It’s going pear-shaped for atomic nuclei
5 Jun 2013 by Evoluted New Media
According to the Standard Model, we shouldn’t even exist – but an international team of physicists have discovered that the reason we do may be due to pear-shaped nuclei.
The discovery, detailed in Nature, could advance the search for a new fundamental force in nature that might explain why the Big Bang created more matter than antimatter.
“If equal amounts of matter and antimatter were created at the Big Bang, everything would have annihilated, and there would be no galaxies, stars, planets or people,” said Tim Chupp, a University of Michigan Professor of Physics and Biomedical Engineering and co-author of the study.
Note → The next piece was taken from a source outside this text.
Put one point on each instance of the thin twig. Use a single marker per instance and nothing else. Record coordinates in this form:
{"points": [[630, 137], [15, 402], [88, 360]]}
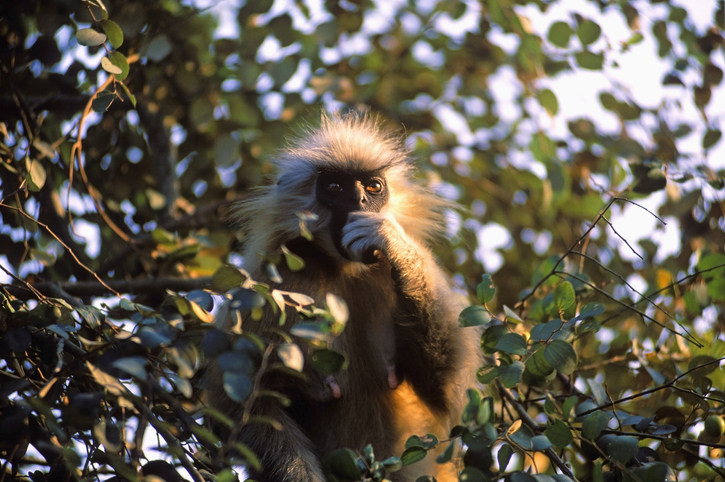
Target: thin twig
{"points": [[526, 418], [50, 231]]}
Antimatter particles have the same mass but opposite charge from their matter counterparts. Antimatter is rare in the known universe, but when matter and antimatter particles collide, they mutually destruct.
Physicists have long been searching for signs of a new force of interaction that might explain the matter-antimatter discrepancy.
Most nuclei are shaped like rugby balls but pear-shaped nuclei are lop-sided because positive protons are pushed away from the centre of the nucleus by nuclear forces that are fundamentally different from spherically symmetric forces like gravity.
Until now, it has been hard to experimentally observe pear-shaped nuclei, but a technique at ISOLDE facility at CERN has been used successfully to study the shape of the short-lived isotopes Radon 220 and Radium 224.
The atom beams were accelerated and smashed into targets of nickel, cadmium and tin. In this method, the relative motion of the heavy accelerated nucleus and the target nucleus creates an electromagnetic impulse that excites the nuclei. Physicists can understand nuclear shape by studying the details of the excitation process.
In this study, the nuclei produced gamma rays that flew out in a distinctive pattern that revealed a pear-shape.
“Our expectation is that the data from our nuclear physics experiments can be combined with the results from atomic trapping experiments measuring EDMs to make the most stringent tests of the Standard Model, the best theory we have for understand the nature of the building blocks of the universe,” said University of Liverpool Professor Peter Butler who led the study.